Greenspan: Higher Taxes are Certain

by Marc Davis
MoneyNews at
Monday, October 5, 2009

Tighter credit and higher taxes are the only ways to fix our still struggling and debt-ridden economy, former Federal Reserve Chairman Alan Greenspan tells Bloomberg News.

“The presumption that we’re going to be able to resolve this without significant increases in taxes is unrealistic,” he said.

Greenspan also foresees Congress enacting some form of consumption tax to help reduce the deficit.

Along with higher taxes and tightening credit, the Fed will also have to remove money from the financial system to forestall inflation, which looms ominously in the wake of America’s ever-increasing debt, according to Greenspan.

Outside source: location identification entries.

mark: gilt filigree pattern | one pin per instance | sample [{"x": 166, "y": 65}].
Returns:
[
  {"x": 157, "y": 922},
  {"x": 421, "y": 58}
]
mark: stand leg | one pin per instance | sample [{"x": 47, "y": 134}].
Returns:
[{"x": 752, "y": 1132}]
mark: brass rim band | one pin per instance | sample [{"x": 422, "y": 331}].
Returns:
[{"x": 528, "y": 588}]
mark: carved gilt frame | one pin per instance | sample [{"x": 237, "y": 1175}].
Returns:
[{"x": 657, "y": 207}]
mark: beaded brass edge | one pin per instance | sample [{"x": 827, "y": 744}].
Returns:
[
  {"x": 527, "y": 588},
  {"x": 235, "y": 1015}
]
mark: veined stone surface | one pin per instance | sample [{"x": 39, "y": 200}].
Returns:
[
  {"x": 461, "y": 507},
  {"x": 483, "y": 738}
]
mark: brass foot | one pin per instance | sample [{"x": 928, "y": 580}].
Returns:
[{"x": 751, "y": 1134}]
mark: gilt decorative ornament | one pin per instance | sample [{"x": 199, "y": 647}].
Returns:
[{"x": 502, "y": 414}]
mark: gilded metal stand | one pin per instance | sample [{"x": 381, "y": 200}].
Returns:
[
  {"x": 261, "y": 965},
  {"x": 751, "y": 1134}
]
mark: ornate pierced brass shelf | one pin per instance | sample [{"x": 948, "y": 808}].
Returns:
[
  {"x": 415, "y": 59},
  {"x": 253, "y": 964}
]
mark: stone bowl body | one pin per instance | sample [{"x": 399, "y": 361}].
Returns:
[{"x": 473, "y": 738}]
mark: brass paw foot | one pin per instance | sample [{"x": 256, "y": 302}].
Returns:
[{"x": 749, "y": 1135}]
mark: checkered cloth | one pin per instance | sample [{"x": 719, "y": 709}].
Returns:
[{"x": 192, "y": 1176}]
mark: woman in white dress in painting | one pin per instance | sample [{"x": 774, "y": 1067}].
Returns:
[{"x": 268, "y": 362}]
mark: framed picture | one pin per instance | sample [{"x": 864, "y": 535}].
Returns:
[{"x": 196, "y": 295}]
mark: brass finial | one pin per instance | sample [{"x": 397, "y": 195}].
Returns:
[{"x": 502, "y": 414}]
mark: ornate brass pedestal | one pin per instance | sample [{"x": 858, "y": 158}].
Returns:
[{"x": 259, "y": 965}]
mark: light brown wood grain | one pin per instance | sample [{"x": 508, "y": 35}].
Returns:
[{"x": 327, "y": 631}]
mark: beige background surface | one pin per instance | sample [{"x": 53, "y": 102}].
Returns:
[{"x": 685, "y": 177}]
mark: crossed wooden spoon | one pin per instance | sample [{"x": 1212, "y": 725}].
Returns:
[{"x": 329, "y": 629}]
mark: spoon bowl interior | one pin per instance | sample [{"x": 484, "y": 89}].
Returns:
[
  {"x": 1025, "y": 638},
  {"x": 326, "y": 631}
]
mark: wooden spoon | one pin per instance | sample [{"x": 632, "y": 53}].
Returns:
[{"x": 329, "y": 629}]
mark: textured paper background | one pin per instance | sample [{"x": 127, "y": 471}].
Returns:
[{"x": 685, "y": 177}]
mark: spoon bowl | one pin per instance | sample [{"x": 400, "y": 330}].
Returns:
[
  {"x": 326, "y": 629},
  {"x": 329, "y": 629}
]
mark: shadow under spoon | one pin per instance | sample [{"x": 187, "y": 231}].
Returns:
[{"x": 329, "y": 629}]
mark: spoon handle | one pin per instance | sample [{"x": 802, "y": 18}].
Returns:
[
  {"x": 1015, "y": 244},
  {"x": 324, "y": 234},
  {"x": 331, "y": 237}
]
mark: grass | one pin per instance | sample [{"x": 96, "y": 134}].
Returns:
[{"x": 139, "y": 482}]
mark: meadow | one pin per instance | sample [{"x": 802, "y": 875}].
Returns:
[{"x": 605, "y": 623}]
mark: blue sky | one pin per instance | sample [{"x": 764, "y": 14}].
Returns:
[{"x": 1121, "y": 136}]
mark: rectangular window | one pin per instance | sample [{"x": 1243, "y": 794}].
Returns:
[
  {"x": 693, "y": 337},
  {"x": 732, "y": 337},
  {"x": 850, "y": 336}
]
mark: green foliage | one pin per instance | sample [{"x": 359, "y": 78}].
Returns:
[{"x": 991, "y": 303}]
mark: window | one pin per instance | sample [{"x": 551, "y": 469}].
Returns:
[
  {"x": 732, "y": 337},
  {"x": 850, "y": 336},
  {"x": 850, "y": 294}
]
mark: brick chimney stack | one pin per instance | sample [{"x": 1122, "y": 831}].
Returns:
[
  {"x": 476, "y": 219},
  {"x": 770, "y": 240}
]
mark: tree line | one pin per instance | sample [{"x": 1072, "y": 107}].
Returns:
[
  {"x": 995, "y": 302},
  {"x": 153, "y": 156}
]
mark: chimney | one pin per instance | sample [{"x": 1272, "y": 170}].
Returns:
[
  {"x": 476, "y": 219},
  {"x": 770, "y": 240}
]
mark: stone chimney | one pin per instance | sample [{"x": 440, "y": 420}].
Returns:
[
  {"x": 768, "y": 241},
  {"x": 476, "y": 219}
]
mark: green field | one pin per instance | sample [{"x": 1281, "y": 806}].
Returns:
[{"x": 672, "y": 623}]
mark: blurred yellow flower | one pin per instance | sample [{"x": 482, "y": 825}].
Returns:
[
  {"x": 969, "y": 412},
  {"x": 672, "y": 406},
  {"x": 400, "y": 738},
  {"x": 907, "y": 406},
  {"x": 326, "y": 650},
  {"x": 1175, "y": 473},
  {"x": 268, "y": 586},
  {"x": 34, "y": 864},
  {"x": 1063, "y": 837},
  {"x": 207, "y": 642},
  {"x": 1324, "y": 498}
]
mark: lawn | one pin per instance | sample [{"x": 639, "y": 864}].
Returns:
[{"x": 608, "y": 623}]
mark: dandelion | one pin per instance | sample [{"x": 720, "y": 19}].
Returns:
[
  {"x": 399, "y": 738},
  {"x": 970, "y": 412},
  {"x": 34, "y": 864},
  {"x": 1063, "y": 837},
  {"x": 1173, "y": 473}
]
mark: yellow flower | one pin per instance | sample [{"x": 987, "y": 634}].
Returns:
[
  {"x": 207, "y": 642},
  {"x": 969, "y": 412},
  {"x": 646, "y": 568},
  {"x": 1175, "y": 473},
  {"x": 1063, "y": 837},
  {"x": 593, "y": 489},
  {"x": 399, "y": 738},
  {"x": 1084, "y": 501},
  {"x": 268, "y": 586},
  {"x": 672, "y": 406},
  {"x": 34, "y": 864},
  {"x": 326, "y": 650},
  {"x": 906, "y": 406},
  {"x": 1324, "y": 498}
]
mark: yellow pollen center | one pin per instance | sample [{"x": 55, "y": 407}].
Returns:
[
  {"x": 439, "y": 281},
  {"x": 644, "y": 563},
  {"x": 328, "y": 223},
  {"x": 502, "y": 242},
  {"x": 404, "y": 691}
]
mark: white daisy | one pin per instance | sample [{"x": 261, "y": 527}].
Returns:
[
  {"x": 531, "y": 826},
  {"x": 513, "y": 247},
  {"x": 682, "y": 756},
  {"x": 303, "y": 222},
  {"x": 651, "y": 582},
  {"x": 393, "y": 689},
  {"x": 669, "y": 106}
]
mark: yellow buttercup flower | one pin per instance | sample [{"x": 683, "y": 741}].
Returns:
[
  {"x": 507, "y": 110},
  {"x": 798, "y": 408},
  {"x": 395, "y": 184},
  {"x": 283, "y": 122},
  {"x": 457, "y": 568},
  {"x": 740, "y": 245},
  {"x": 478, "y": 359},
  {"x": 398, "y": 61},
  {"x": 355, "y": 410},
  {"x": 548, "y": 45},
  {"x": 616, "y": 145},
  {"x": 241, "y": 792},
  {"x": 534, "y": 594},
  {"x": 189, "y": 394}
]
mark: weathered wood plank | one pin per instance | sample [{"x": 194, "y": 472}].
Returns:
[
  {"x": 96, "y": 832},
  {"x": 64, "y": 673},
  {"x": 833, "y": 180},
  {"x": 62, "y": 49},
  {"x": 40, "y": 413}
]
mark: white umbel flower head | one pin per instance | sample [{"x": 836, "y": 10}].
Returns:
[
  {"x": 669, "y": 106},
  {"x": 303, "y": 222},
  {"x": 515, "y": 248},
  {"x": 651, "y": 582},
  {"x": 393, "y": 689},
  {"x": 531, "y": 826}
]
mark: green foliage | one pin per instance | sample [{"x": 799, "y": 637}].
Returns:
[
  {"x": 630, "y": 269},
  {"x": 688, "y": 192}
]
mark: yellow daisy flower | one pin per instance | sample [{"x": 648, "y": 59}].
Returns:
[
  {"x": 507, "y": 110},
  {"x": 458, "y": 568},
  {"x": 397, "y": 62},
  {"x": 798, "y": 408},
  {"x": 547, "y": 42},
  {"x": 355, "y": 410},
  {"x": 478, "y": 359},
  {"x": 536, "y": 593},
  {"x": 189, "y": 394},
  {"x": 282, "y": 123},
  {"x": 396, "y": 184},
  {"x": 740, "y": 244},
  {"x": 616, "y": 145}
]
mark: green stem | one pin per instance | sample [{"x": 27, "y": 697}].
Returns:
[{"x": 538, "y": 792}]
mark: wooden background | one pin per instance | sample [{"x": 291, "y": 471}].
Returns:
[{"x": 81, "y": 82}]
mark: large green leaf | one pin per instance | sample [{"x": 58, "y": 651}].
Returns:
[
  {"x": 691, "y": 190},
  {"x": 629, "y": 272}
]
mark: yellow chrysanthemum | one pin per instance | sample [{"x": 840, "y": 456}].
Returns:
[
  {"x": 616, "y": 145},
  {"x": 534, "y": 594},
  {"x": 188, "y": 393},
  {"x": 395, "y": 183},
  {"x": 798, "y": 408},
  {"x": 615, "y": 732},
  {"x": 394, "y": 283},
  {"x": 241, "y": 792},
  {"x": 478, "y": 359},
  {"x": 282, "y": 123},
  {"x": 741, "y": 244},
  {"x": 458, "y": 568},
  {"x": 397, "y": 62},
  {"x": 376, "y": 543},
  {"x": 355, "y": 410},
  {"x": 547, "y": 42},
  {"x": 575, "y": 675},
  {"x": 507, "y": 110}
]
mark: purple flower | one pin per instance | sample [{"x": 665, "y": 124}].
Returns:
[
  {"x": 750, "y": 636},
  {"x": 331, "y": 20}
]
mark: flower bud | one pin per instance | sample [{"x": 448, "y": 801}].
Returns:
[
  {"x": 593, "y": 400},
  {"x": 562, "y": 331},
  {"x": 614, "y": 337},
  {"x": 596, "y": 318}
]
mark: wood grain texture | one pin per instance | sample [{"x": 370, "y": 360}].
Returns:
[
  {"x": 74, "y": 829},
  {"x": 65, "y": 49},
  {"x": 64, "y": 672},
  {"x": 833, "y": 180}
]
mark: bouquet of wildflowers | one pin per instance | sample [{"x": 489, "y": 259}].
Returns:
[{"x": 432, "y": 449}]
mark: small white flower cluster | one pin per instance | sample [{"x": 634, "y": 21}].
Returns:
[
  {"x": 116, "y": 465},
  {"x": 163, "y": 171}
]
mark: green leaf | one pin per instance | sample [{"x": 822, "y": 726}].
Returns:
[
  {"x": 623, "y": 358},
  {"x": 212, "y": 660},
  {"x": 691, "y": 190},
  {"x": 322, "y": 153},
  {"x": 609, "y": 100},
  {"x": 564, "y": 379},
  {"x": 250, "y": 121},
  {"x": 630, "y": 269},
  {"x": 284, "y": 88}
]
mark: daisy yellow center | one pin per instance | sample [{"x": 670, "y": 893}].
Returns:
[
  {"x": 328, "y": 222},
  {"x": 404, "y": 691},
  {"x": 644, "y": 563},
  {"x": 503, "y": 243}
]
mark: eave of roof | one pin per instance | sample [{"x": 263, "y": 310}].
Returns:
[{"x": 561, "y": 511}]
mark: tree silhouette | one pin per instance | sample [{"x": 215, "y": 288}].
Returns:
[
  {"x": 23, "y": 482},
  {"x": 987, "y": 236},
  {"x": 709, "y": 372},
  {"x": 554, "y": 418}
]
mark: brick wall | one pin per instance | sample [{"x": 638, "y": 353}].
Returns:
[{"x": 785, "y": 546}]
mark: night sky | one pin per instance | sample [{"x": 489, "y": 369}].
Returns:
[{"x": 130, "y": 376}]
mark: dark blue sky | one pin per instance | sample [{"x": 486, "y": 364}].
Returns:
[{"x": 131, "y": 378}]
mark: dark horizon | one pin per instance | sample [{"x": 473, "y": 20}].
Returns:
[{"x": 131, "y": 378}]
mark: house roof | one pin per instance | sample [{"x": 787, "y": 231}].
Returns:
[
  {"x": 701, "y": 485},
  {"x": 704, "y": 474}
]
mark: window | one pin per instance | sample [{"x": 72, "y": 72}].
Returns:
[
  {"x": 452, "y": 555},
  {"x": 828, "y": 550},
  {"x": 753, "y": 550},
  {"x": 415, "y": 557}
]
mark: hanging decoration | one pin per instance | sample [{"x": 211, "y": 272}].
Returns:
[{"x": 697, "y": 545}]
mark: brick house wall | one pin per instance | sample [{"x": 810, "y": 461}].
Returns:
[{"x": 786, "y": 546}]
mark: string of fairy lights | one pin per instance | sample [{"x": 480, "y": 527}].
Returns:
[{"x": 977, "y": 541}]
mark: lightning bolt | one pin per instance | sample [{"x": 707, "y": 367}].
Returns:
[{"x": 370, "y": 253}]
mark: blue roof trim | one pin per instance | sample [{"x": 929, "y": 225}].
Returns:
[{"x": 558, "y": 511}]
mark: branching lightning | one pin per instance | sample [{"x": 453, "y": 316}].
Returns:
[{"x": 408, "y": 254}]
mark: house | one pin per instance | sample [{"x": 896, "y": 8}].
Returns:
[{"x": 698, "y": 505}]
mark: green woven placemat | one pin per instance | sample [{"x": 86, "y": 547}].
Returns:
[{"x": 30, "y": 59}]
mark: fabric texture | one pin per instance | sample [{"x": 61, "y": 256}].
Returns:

Although Greenspan forecast economic growth at a 3 percent to 4 percent annual rate in the coming two quarters, he said the economy will slow again in 2010 with equity prices going flat after a stock market surge.

“The Fed has done a splendid job,” Greenspan said. But the enormous size of the Fed’s balance sheet “is not sustainable,” he said.

A more reasonable balance would be “something just north of $1 trillion.”

But the former Fed chair is worried.

“My concern is that legislation or other actions on the part of Congress may prevent (a balance sheet reduction). Unless we sterilize or unwind the big monetary base we’ve built up, two, three years out inflation really begins to take hold.”

While Greenspan urges higher taxes, economists Robert J. Barro and Charles J. Redlick, writing recently in The Wall Street Journal, cite evidence that tax cuts encourage economic growth.